Thursday, January 11, 2007

Hope

by Derrick McQueen

The night before we used all but the heelpiece of bread to stretch dinner for my Mom, my brother and I. We had officially run out of food and had nothing to eat. My mom had a great job at AT&T as a single mother but was left with all the debts, the car breaking down right before rent was due and two boys she wanted to protect from it all. It was one of the first times I remember my mom really crying and not being able to stop. When I asked her what was wrong she told me that my brother had just eaten the last bit of bread in the house. Even though we had lots of family in town, Mom was just so sick and tired of borrowing a dollar here, some bread or milk there. Just three to five dollars would have gotten us through the next couple of days but my mom was just beaten.

As she told me all of this, when I was thirteen, I remember feeling so helpless. All I knew was that I didn’t want my seven-year-old brother to see us like this. Mom agreed and apologized that I had to be a party to this. I told her it was okay. She showed me what she was holding in her hand. It wasn’t just the bread that was gone, she was holding a gnarled and twisted tube of toothpaste that had been slit open from the bottom. There was not one bit of toothpaste left in the tube. Mom had put it on my brother’s toothbrush so that he could brush his teeth. For her that was just the last straw. I started praying for our little family, Mom joined in and when we finished she felt much better.

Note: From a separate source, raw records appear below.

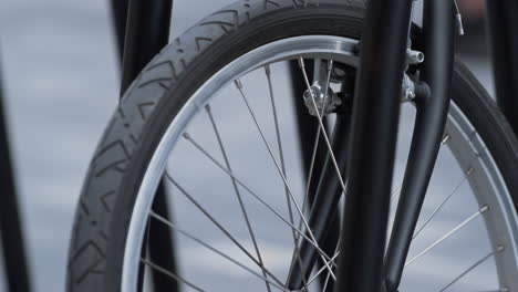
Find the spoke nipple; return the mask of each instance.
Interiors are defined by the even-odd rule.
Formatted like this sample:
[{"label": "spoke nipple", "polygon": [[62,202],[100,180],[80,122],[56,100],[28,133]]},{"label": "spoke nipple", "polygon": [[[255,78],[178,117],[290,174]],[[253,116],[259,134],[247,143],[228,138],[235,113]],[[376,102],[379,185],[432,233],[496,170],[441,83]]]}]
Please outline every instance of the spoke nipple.
[{"label": "spoke nipple", "polygon": [[304,66],[304,60],[302,59],[302,56],[300,56],[297,61],[299,62],[300,69],[304,69],[304,67],[305,67],[305,66]]},{"label": "spoke nipple", "polygon": [[270,76],[270,74],[271,74],[270,64],[265,65],[265,72],[266,72],[267,76]]},{"label": "spoke nipple", "polygon": [[449,140],[449,138],[450,138],[449,134],[444,135],[443,140],[441,142],[441,144],[445,145]]},{"label": "spoke nipple", "polygon": [[496,248],[496,252],[503,252],[505,249],[506,249],[506,247],[505,247],[504,244],[499,244],[499,246]]},{"label": "spoke nipple", "polygon": [[235,80],[234,83],[236,83],[236,86],[237,86],[239,90],[242,90],[242,84],[241,84],[241,81],[240,81],[240,80]]},{"label": "spoke nipple", "polygon": [[331,72],[333,70],[333,60],[329,60],[328,62],[328,72]]}]

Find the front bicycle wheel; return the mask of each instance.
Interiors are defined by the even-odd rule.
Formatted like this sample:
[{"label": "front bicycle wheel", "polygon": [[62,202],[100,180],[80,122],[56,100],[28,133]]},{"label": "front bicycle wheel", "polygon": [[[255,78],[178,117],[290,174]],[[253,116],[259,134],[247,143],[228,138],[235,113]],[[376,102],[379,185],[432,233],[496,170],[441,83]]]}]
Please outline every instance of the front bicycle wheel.
[{"label": "front bicycle wheel", "polygon": [[[340,239],[319,244],[307,216],[319,153],[335,163],[334,191],[345,184],[346,156],[329,146],[353,102],[362,17],[362,1],[240,1],[164,49],[126,92],[92,160],[69,291],[152,290],[152,272],[188,291],[291,291],[294,273],[305,291],[332,291]],[[292,87],[296,79],[310,94]],[[394,186],[415,114],[402,107]],[[298,135],[304,121],[318,126]],[[517,142],[458,62],[444,137],[401,291],[518,290]],[[173,218],[152,209],[162,179]],[[147,257],[151,220],[175,238],[175,271]],[[317,260],[293,270],[303,241]]]}]

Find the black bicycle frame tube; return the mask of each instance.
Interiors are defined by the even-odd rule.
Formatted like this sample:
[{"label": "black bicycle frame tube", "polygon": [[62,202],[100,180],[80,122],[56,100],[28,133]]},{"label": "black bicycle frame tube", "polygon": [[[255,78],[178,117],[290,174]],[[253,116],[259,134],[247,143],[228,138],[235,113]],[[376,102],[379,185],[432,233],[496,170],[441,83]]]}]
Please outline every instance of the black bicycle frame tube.
[{"label": "black bicycle frame tube", "polygon": [[353,104],[336,290],[382,288],[412,0],[367,1]]},{"label": "black bicycle frame tube", "polygon": [[[437,154],[450,100],[454,61],[454,3],[425,0],[423,35],[425,63],[422,79],[429,93],[417,94],[414,135],[401,189],[385,261],[386,291],[401,282],[408,248],[421,213]],[[426,86],[426,85],[425,85]]]},{"label": "black bicycle frame tube", "polygon": [[518,1],[486,1],[498,107],[518,135]]},{"label": "black bicycle frame tube", "polygon": [[[124,0],[126,1],[126,0]],[[169,40],[173,0],[112,0],[112,9],[117,34],[117,43],[124,43],[121,95],[144,66],[155,56]],[[127,9],[127,11],[124,11]],[[124,20],[122,18],[127,19]],[[123,38],[122,31],[125,31]],[[164,218],[170,218],[167,208],[164,182],[160,182],[153,202],[153,210]],[[148,234],[149,257],[152,261],[169,272],[176,273],[174,239],[170,230],[157,222],[151,221]],[[145,250],[144,250],[145,252]],[[143,277],[141,267],[139,281]],[[155,291],[179,291],[178,282],[163,273],[153,272]]]},{"label": "black bicycle frame tube", "polygon": [[124,39],[122,93],[153,56],[169,42],[172,9],[173,0],[130,0]]},{"label": "black bicycle frame tube", "polygon": [[9,291],[28,292],[31,291],[29,265],[11,161],[12,156],[9,148],[9,133],[3,111],[2,93],[0,80],[0,238],[7,279],[6,288]]}]

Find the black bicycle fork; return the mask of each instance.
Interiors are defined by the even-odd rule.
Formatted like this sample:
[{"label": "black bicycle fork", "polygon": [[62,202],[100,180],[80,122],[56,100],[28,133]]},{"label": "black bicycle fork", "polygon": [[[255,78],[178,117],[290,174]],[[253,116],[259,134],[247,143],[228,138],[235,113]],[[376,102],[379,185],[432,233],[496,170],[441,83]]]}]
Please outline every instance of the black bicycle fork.
[{"label": "black bicycle fork", "polygon": [[[120,48],[125,52],[123,88],[165,45],[170,14],[164,11],[167,10],[165,8],[170,11],[172,7],[172,0],[149,1],[144,6],[138,4],[144,1],[130,0],[126,22],[125,2],[112,0]],[[367,4],[352,121],[344,123],[351,129],[350,135],[349,131],[343,132],[350,140],[344,143],[342,137],[334,143],[335,146],[348,147],[350,157],[348,163],[341,164],[348,174],[348,194],[341,231],[340,268],[335,271],[335,291],[397,291],[443,137],[453,70],[454,7],[449,0],[425,0],[423,44],[426,60],[419,87],[429,90],[421,91],[423,94],[417,94],[415,98],[415,135],[394,231],[385,253],[412,2],[413,0],[370,0]],[[301,87],[298,84],[293,86]],[[320,164],[323,164],[323,173],[330,167],[322,161]],[[159,195],[158,199],[159,197],[163,196]],[[160,205],[166,206],[165,199]],[[320,213],[334,212],[321,210]],[[152,239],[149,244],[155,244],[157,240],[163,244],[152,248],[157,253],[156,258],[160,258],[158,254],[162,252],[170,253],[173,240]],[[321,241],[319,238],[317,240]],[[167,257],[162,257],[165,258]],[[174,268],[174,259],[164,264]],[[170,286],[159,279],[155,279],[155,288],[177,291],[177,286]]]}]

Today in Logan, Ohio I had the opportunity to tour a Food Bank that had a full kitchen and a process to feed thousands. I was told that on distribution day people lined up starting at 4 am to get their box of food. The facility opens at 8 am. The line stretches down the half mile of driveway and for several miles down the road. But people get food and get fed. This is not a report about the facility, I just wanted people to know how incredibly powerful it is to know that people who need food get it. It’s simple I know but it means so much.

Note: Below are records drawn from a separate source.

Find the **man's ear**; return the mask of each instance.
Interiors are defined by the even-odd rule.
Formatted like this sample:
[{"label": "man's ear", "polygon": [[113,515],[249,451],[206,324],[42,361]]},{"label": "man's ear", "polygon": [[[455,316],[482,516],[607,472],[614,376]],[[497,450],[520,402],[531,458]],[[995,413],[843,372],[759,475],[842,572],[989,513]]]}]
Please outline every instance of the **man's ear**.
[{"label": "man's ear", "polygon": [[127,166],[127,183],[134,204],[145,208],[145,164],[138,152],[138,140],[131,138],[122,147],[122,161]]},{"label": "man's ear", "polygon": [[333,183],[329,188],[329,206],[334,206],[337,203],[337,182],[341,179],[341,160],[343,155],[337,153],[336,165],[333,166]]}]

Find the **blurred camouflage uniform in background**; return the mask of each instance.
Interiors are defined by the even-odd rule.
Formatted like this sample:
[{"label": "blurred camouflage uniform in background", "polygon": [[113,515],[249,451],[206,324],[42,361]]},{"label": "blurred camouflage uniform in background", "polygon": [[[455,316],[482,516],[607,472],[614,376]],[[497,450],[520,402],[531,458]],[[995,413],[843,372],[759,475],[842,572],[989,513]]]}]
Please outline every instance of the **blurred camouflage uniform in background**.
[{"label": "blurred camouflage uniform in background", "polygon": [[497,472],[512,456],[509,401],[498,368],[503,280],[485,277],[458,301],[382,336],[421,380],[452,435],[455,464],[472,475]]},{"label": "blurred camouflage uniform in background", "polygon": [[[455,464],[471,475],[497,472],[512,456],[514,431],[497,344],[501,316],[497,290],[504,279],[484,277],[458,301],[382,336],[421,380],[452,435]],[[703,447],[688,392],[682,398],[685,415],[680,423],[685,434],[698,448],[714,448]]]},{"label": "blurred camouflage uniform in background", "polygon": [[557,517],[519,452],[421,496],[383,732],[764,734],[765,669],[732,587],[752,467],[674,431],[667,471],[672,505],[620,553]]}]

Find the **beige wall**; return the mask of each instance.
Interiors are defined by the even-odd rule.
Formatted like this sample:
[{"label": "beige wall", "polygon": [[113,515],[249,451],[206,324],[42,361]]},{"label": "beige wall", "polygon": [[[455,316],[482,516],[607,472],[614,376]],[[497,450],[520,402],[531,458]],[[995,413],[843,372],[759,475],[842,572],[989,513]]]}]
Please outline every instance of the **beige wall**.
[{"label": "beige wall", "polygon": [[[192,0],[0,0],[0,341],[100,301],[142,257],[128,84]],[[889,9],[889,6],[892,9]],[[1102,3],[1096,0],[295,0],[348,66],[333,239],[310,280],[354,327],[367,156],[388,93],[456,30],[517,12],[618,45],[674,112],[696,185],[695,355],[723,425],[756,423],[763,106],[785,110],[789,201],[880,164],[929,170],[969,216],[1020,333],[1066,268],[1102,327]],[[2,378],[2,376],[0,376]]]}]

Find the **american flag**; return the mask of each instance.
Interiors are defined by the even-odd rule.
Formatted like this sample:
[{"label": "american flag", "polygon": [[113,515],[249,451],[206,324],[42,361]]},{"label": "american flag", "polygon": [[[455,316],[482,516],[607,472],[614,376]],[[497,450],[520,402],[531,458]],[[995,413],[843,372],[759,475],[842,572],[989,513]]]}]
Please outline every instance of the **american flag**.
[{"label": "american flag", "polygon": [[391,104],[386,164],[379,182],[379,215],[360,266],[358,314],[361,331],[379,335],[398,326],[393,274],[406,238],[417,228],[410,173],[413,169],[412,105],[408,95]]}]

I will be a forty-two year old man in less than week. As I am writing this tears are streaming down my face. You see today I visited the Tri-County Community Action in Logan, Ohio that houses a Food Bank, Meals On Wheels and a Headstart program. It hit me hard just how grateful I am that people here have banded together to do their bit to end poverty by feeding the hungry. Tonight in Logan, Ohio there is a thirteen year old somewhere that doesn’t have to watch his mother cry, not for himself, but because his brother won’t eat. And he won’t have to carry that for the rest of his life. To me, that is a miracle. By the way, in the mail that day after Mom and I prayed and cried, a tube of sample toothpaste, or what I like to call hope, arrived in the mail. And things just seemed to get a little better. Hope came in the mail.